Mein Mann war auf der luxuriösen Hochzeit seines Bruders, aber ich war nicht eingeladen

bleiben.

Das war das, was am meisten schmerzte.

„Du gehst immer noch“, sagte ich.

„Das ist mein Bruder.“

„Und ich bin deine Frau.“

Danach sprachen wir beide nicht mehr. Die Stille zwischen uns fühlte sich an wie ein endgültiges Urteil.

Am Morgen seiner Abreise lächelte ich. Nicht, weil es mir gut ging – sondern weil ich es satt hatte, um Respekt zu bitten. Während er seinen Smoking ins Auto lud, saß ich an der Küchentheke und buchte mir eine Woche Rom. Business Class. Ein Fünf-Sterne-Hotel in der Nähe der Spanischen Treppe. Private kulinarische Stadtführungen, Museumspässe und ein so verschwenderisches Budget für Lederwaren, dass ich fast lachen musste. Als er zurückkam, um sein Ladekabel zu holen, scrollte ich schon durch die Bestätigungsmails.

„Sie haben eine Reise gebucht?“

Ich nippte an meinem Kaffee. „Rom.“

"Ernsthaft?"

„Du besuchst eine Luxushochzeit ohne deine Frau. Ich antworte mit meinem eigenen Luxus.“

„Das ist kindisch.“

„Nein“, sagte ich ruhig. „Kindisch war es von eurer Familie, mich auszuschließen und von mir zu erwarten, dass ich still zu Hause bleibe.“

Er starrte mich fassungslos an – ging aber trotzdem.

Zwei Tage lang postete ich nur kurze Eindrücke – Champagner im Flugzeug, Sonnenuntergang über den Terrakotta-Dächern, meine Hand mit einem Espresso in der Hand auf einer sonnigen Piazza. Ethan schrieb immer weniger. Doch dann, am Abend der Feier, als ich gerade mitten in meiner Trüffelpasta auf einer Dachterrasse saß, leuchtete sein Name auf meinem Handy auf.

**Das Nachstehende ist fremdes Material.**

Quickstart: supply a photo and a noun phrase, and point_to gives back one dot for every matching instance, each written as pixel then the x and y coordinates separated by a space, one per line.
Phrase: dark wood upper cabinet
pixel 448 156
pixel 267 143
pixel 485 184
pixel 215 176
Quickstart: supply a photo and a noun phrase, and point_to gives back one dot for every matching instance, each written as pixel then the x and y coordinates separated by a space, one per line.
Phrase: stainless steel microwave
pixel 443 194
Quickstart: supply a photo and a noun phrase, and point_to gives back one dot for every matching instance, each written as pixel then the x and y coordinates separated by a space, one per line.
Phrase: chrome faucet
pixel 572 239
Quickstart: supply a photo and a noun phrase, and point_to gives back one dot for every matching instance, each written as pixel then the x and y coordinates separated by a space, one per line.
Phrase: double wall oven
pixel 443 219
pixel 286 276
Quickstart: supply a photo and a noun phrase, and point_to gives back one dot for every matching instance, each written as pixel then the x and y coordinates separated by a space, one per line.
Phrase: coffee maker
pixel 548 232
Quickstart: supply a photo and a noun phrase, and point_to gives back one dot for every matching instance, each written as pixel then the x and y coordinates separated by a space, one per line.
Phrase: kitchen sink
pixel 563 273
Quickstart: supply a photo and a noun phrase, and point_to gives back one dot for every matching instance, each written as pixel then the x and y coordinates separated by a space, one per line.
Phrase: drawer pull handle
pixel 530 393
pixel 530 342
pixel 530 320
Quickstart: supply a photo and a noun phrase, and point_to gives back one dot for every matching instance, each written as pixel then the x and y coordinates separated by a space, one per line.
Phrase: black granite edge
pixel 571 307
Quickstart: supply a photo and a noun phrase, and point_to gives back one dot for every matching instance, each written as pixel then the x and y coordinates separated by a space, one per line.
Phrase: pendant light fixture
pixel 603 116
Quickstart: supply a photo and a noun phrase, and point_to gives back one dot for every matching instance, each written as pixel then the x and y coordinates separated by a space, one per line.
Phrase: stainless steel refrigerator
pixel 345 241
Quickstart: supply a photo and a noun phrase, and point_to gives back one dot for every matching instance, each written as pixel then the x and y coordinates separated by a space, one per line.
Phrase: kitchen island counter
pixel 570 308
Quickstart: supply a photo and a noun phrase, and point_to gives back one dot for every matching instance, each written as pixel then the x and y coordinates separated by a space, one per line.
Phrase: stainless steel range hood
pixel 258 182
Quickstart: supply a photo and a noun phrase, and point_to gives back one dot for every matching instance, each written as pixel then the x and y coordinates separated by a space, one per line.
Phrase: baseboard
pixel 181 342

Ich reagierte auf Lärm – laute Stimmen, klirrende Gläser, abrupt abgebrochene Musik.

„Claire“, flüsterte er, Panik verriet seine verzerrte Stimme. „Du musst mir helfen.“

Ich lehnte mich in meinem Stuhl zurück und blickte auf das unter mir erstrahlende Rom hinaus.

„Was ist passiert?“, fragte ich.

Und inmitten des Chaos hinter ihm sagte er das Letzte, was ich erwartet hatte.

„Sie können den Empfang nicht bezahlen.“

Zuerst dachte ich, er scherzt. Connor und Vivian hatten sechs Monate lang ihre Hochzeit zu einem luxuriösen Spektakel gemacht – Drohnenaufnahmen beim Probeessen, monogrammierte Champagnerwände, eigens aus Paris eingeflogene Parfums als Gastgeschenke. Allein ihr Florist kostete wahrscheinlich mehr als mein erstes Auto. Als Ethan also sagte, sie könnten nicht zahlen, dachte ich, er sei verrückt geworden.

„Was meinen Sie damit, dass sie nicht zahlen können?“, fragte ich.